A Melancolia do vampiro

A primeira coisa que se vê em "Branca de Neve" é a melancolia. Muito menos a "provocação" que vem associada a este filme todo a negro, onde só se ouvem as vozes que lêem "Branca de Neve", na "versão" do escritor/poeta suíço Robert Walser (1878-1956). De tempos a tempos, como momentos de respiração, surge uma imagem no fotograma - segundos de céu azul -, antes de tudo voltar a mergulhar na escuridão.

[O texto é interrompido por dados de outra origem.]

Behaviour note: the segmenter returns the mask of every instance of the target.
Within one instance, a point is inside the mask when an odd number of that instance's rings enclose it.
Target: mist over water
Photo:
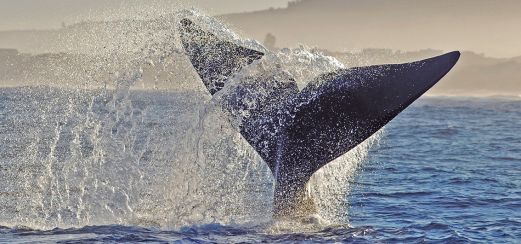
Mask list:
[[[263,75],[302,89],[345,65],[282,49],[211,97],[179,41],[185,17],[267,51],[197,11],[152,11],[68,26],[14,67],[25,78],[0,88],[0,242],[521,238],[518,98],[416,102],[313,175],[317,221],[273,221],[271,172],[221,104]]]
[[[184,17],[264,50],[195,11],[81,23],[61,30],[18,87],[0,90],[0,225],[171,229],[271,221],[271,172],[222,111],[227,90],[212,99],[185,57],[177,32]],[[302,88],[339,67],[320,53],[285,49],[230,83],[285,73]],[[348,179],[375,140],[313,176],[323,224],[347,223]]]

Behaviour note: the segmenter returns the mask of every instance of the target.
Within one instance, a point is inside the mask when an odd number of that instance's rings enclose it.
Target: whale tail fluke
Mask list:
[[[181,20],[181,42],[212,95],[224,87],[230,76],[264,56],[262,52],[220,40],[189,19]]]
[[[219,40],[189,20],[182,28],[183,45],[211,94],[264,55]],[[305,192],[313,173],[391,121],[443,78],[459,56],[451,52],[412,63],[340,69],[243,121],[241,134],[276,180],[275,215],[314,211]]]

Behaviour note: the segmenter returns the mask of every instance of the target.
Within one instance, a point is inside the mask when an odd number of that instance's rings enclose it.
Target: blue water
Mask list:
[[[17,101],[33,102],[23,102],[13,109],[13,105],[6,102],[16,100],[13,94],[17,94]],[[27,120],[38,113],[61,113],[31,110],[39,103],[38,96],[32,94],[25,100],[20,99],[23,94],[23,91],[9,89],[0,92],[0,132],[4,133],[0,135],[3,140],[0,146],[2,175],[8,175],[6,171],[13,169],[8,164],[27,163],[26,158],[17,157],[21,150],[27,150],[23,145],[28,143],[24,140],[24,133],[34,131],[23,130],[30,123]],[[55,95],[49,92],[46,97],[51,99]],[[148,102],[139,106],[166,111],[168,104],[164,100],[161,100],[161,106],[150,105],[154,104],[154,97],[149,96]],[[66,100],[54,102],[66,103]],[[162,114],[164,111],[148,111],[151,112]],[[18,124],[13,123],[15,117]],[[148,126],[161,125],[153,121],[147,123]],[[38,230],[19,224],[31,216],[6,213],[11,210],[4,208],[1,210],[2,218],[16,216],[18,219],[0,219],[8,225],[0,227],[0,243],[519,243],[520,131],[519,99],[422,98],[385,127],[379,145],[370,150],[368,159],[352,180],[351,192],[346,199],[349,222],[323,226],[311,232],[297,229],[291,233],[271,233],[266,231],[265,223],[244,226],[211,222],[176,228],[115,223]],[[10,195],[6,192],[16,185],[13,186],[13,182],[0,184],[3,193],[0,193],[0,201],[8,201]],[[113,198],[107,199],[104,200]],[[10,221],[17,224],[9,225]]]

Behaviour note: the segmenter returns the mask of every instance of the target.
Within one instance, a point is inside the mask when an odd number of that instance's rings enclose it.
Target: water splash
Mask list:
[[[30,57],[19,77],[28,87],[0,90],[0,225],[270,221],[271,172],[183,54],[176,29],[187,16],[222,38],[262,48],[195,11],[81,23],[61,30],[48,54]],[[302,89],[341,67],[316,51],[284,49],[229,87],[267,73],[293,77]],[[328,222],[347,221],[346,182],[374,138],[313,176],[311,192]]]

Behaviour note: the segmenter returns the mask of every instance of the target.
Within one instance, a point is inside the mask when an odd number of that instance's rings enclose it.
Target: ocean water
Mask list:
[[[178,23],[266,52],[233,85],[284,75],[303,88],[345,65],[264,50],[195,10],[113,14],[8,69],[0,243],[521,241],[519,98],[423,97],[315,173],[317,215],[273,220],[270,170],[221,108],[226,94],[205,90]]]
[[[197,92],[0,89],[0,242],[521,241],[519,99],[416,101],[336,182],[345,218],[311,227],[271,220],[269,170],[212,108]]]

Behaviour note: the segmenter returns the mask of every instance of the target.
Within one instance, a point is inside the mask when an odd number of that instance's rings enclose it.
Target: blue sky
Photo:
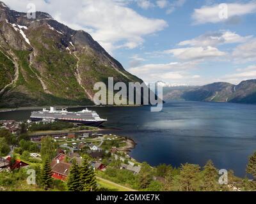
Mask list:
[[[37,10],[88,32],[147,82],[202,85],[256,78],[255,1],[3,1],[22,11],[32,2]]]

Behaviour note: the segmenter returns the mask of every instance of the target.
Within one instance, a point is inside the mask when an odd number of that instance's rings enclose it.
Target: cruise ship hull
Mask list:
[[[43,119],[39,118],[30,118],[32,122],[40,122],[42,121]],[[70,122],[70,123],[75,123],[77,124],[84,125],[87,126],[92,126],[92,127],[99,127],[106,120],[102,121],[81,121],[81,120],[63,120],[63,119],[54,119],[55,121],[60,121],[60,122]]]

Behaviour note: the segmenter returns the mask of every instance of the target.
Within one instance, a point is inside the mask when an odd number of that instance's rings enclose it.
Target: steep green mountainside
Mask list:
[[[227,102],[232,97],[234,86],[225,82],[214,83],[185,92],[183,98],[187,101]]]
[[[165,101],[194,101],[256,103],[256,80],[249,80],[236,85],[216,82],[201,87],[164,87]]]
[[[93,104],[98,82],[142,82],[87,33],[0,2],[0,107]]]

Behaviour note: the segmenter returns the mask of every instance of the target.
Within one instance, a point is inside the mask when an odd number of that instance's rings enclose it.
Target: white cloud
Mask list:
[[[199,9],[195,9],[192,18],[196,24],[205,23],[218,23],[231,20],[233,17],[241,17],[246,14],[256,12],[256,2],[251,1],[247,3],[227,3],[228,18],[220,17],[223,8],[219,4],[202,6]]]
[[[142,62],[146,60],[144,58],[140,57],[138,55],[134,55],[130,57],[131,59],[129,62],[129,66],[131,68],[134,68],[140,66]]]
[[[154,4],[149,0],[138,0],[137,4],[139,7],[145,10],[155,6]]]
[[[160,8],[164,8],[168,4],[168,1],[167,0],[158,0],[156,1],[156,4]]]
[[[26,11],[34,3],[38,11],[49,13],[55,19],[74,29],[88,31],[108,52],[121,47],[134,48],[143,37],[168,26],[161,19],[148,18],[127,6],[123,0],[4,0],[12,8]]]
[[[238,45],[234,50],[232,57],[236,62],[256,61],[256,38]]]
[[[196,69],[198,64],[198,62],[196,61],[167,64],[148,64],[130,68],[129,71],[143,78],[144,81],[147,82],[162,80],[182,84],[184,82],[189,82],[189,80],[200,78],[199,75],[191,74],[188,71]]]
[[[166,11],[166,14],[170,14],[173,12],[177,8],[182,6],[186,1],[186,0],[176,0],[172,1],[170,4],[170,8]]]
[[[206,58],[222,57],[226,55],[225,52],[220,51],[218,48],[211,46],[207,47],[196,47],[171,49],[165,50],[164,52],[171,54],[175,57],[185,61],[203,60]]]
[[[180,42],[178,45],[180,46],[216,47],[221,44],[244,43],[251,38],[252,36],[243,37],[234,32],[219,31],[204,34],[194,39]]]

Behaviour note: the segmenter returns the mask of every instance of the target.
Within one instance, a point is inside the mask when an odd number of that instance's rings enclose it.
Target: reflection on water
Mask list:
[[[108,119],[106,127],[120,129],[111,132],[134,138],[138,145],[131,156],[151,165],[204,166],[211,159],[218,168],[243,177],[248,157],[256,150],[256,105],[173,102],[161,112],[150,107],[90,109]],[[0,119],[26,120],[30,112],[0,113]]]

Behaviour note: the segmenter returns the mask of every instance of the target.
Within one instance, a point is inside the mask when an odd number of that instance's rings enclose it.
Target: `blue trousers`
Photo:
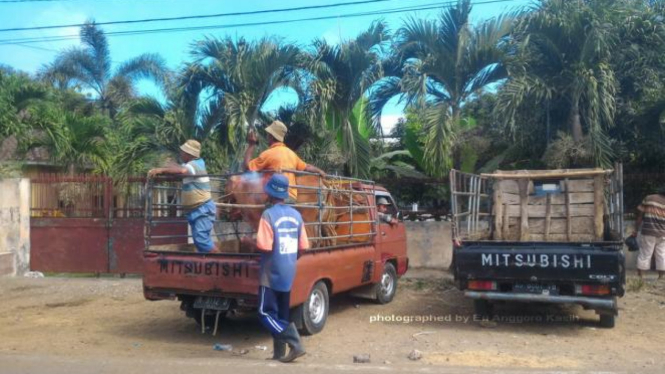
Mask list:
[[[212,200],[185,215],[189,226],[192,228],[192,239],[198,252],[207,253],[215,248],[210,233],[212,232],[212,225],[215,222],[216,215],[217,206]]]
[[[273,337],[281,334],[289,326],[290,298],[291,292],[280,292],[259,286],[259,321]]]

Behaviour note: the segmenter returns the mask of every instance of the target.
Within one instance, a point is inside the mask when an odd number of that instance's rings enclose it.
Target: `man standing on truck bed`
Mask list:
[[[258,144],[256,133],[250,131],[247,135],[247,143],[249,146],[245,150],[245,169],[249,171],[261,170],[274,170],[281,172],[282,170],[298,170],[308,171],[310,173],[318,173],[321,177],[325,177],[326,173],[316,166],[306,164],[298,155],[293,152],[289,147],[284,144],[284,137],[288,129],[280,121],[273,121],[270,126],[266,127],[268,133],[268,144],[270,147],[261,152],[259,157],[250,160],[254,154],[254,149]],[[289,179],[289,184],[294,186],[296,184],[296,177],[293,173],[285,173]],[[290,202],[296,202],[298,198],[298,190],[296,188],[289,189]]]
[[[298,251],[309,248],[309,240],[300,213],[284,204],[289,197],[286,176],[273,174],[264,190],[273,205],[263,212],[256,234],[261,251],[259,320],[273,336],[273,360],[291,362],[305,354],[296,326],[289,323],[289,301]]]
[[[635,233],[640,230],[638,243],[640,252],[637,256],[637,274],[642,278],[642,273],[651,268],[651,257],[656,256],[656,270],[658,279],[665,278],[665,185],[658,189],[655,195],[644,198],[642,204],[637,207],[637,220],[635,221]]]
[[[210,233],[217,207],[210,195],[210,178],[201,156],[201,144],[188,140],[180,146],[182,165],[152,169],[148,177],[159,174],[182,175],[182,205],[192,228],[192,238],[198,252],[208,253],[215,248]]]

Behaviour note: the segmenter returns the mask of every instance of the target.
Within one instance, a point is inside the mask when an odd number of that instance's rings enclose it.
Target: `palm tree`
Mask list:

Não é, portanto, um filme em que não se vê nada, embora a expectativa de "escândalo" que vem sendo construída (e que levou a uma preparação de estreia mais do que discreta, essa sim, realmente "invisível"), se arrisque a que se olhe só para o buraco negro - ou que se olhe para todo o lado menos para o filme.

É uma obra frágil, se calhar de recolhimento, onde um cineasta, João César Monteiro, de quem se esperam sempre "transgressões" e que se sente obrigado a cumprir a sua "lenda", resolveu estar de forma invisível num pequeno sonho que tacteia a morte.

Estar invisível quer dizer, aqui, estar do lado de um louco e de um morto: Robert Walser. É com as fotografias do seu cadáver na neve, onde Walser foi encontrado, que o filme arranca, logo a seguir ao genérico. O que se segue poderia ser um "zoom" impossível para além da superfície dessa imagem, ou seja, algo de intransponível, sem imagem possível.

Loucura, lenda e morte. Nos seus delírios paranóicos, Walser retirou Branca de Neve, a Rainha, o Caçador e o Príncipe a Grimm, arrancando-os ao conto tal como o conhecemos da infância. O beijo do príncipe acordou a donzela do sono eterno da infância, mas com esse sopro de vida as personagens tornaram-se, irremediavelmente, algozes da sua pureza. Sem espaço para o mito, vivem num tempo de aceleração esquizofrénica, onde ligeireza e crueldade são, paradoxalmente, manifestações (monstruosas?) de uma lucidez demencial. E com a enorme nostalgia de uma perda. É João César Monteiro puro, mas reencontrado aqui em Robert Walser.

Não se pode dizer, sequer, que "Branca de Neve" seja um gesto "conceptual" ou "experimental", embora experimente - a isso se deve responder com o mesmo sentido lúdico, com a mesma dose de ironia - com os rituais de visão e projecção de um filme numa sala (por exemplo, será tarefa árdua para o projeccionista encontrar referências para acertar o foco).

Nem sequer a radicalidade é inédita. Este é um gesto mais inocente e desarmado. "Em vez de olhar, prefiro escutar", diz uma das personagens. Monteiro faz-se cúmplice de Walser, e assim se ouve o barulho da neve a cair. Ao negar a figuração, "Branca de Neve" resgata a pureza do espectáculo assombroso de fantasmas do outro mundo (sim, o vampiro continua por aqui) que foi o cinema. Essa é a nostalgia, e o sentido da perda, que às vezes comove neste pequeno filme.

A propósito de morte, é lícito interrogar se não há aqui um cineasta que se "apaga" ou que se suspende voluntariamente - por uma consciência aguda dos seus limites ou dos limites dos caminhos do (seu) cinema. O que quer que seja, no caso do cineasta/actor Monteiro, só invisível, só negando-nos o (seu) corpo e a (sua) "lenda" (que tanto explorou na trilogia "Recordações da Casa Amarela", "A Comédia de Deus" e "As Bodas de Deus"), o vampiro consegue ser assim, tão desarmadamente humano. Não conseguindo, nem querendo, destruir a inocência do conto. Antes, juntando-se a ele, do lado de lá do escuro.